This is off topic from the boot time of a Touch Pad, but, Rockbeast, you are doing it correctly and it IS what the Flight Attendants say.
Originally Posted by Rockbeast
When cell phones became popular, I worked in Safety representing the pilots at a major airline. We asked all the major phone carriers (ATT, Verizon, Sprint, etc), all the aircraft manufacturers (Boeing, Airbus), and all the other airlines what research they had done or were willing to partner in doing.
I am sure it was due to lawyers and finances and potential liability, but we were unable to find a single company willing to join us in future research or that had done any actual previous research or would share what they had done. Yet, ALL phone manufacturers & ALL aircraft makers recommended against allowing ANY use of phones--even on the ground. I have no idea if this came from their safety/tech ops type people, from their lawyers or a combination. BUT, they were unanimous (individually) in their recommendations.
You may remember the old days (some airlines may still have this) when there were phones built into the back of the seats and you paid by the minute. These phones had been tested and had specific shielding to protect instrumentation in the flight deck.
In our individual airline testing, we found some instrument anamolies when we brought & used some Crackberries into the flight deck, but we couldn't get anything consistent/scientific results.
As a result and due to the competition, a compromise was reached--use would be limited to above 10,000 feet, a supposedly less critical time.

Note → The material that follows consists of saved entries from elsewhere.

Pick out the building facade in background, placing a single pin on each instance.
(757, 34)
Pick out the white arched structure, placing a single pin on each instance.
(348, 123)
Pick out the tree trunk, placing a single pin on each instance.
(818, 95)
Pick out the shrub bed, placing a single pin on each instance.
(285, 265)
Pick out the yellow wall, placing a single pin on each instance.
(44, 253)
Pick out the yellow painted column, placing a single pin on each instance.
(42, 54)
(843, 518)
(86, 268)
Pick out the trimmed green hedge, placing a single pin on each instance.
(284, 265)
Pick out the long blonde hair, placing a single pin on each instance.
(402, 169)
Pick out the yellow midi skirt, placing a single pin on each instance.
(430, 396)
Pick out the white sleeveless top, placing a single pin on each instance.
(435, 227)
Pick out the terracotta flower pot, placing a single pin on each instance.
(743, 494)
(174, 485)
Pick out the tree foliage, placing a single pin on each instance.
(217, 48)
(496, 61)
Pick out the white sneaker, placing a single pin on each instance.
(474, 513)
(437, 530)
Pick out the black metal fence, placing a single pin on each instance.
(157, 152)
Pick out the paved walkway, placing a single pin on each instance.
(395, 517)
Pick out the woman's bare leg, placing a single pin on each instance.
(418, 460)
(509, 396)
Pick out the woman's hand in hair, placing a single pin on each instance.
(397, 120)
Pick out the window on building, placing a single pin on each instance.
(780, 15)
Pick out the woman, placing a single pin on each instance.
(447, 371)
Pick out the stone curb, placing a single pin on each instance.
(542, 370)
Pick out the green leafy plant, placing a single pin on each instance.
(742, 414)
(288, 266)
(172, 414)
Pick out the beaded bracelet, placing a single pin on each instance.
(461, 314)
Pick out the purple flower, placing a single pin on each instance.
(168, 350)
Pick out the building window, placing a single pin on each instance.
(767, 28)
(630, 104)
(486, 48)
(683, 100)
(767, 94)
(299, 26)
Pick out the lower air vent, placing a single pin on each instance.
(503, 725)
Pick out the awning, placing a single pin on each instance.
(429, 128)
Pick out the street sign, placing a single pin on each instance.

From the flight deck, we signal the flight attendants, and they make the announcement, "We are now at a safe altitude..." For our planes that have wi-fi, we have it set to automatically turn on and off at 10,000 ft. Some airlines have different indications (lights activated by the flight deck that say electronic devices may or may not be used), others have new shielding, etc. (typically foreign airlines at this time) that allow for more extensive use of phones.
As for Martin being worried about flying into someone else's jetwash, that isn't as major a worry to me as we usually have the expert Air Traffic Controllers maintaining appropriate separation between us aircraft, BUT, in major airlines, we also fly Category IIIb approaches in the fog. The ceiling (cloud base) can be ZERO feet and the forward visibility can be as low as 150 ft, though I don't think I have accomplished one w/less than 300 ft. This approach requires the plane, the airport and the crew to all have special training/qualifications and currency. It would be nice if the phones were off, as asked by the Flight Attendants as well.
Instrument landing system - Wikipedia, the free encyclopedia
I am not naive. Even w/the best of intentions, we have all left our phones on and the odds of causing any interference to a flight is minimal. I do, however, appreciate Rockbeast's respect for authority & wonder about all in this thread who seem to think they are smarter than the phone and airline manufacturers as well as the FAA and individual airlines.
You may be smarter, but hopefully, I have shed some light in to the history of airline mobile phone policy & why it may be important. Sorry if turning your phone off causes you a couple minutes of inconvenience while we taxi to the gate. What was life like before cell phones???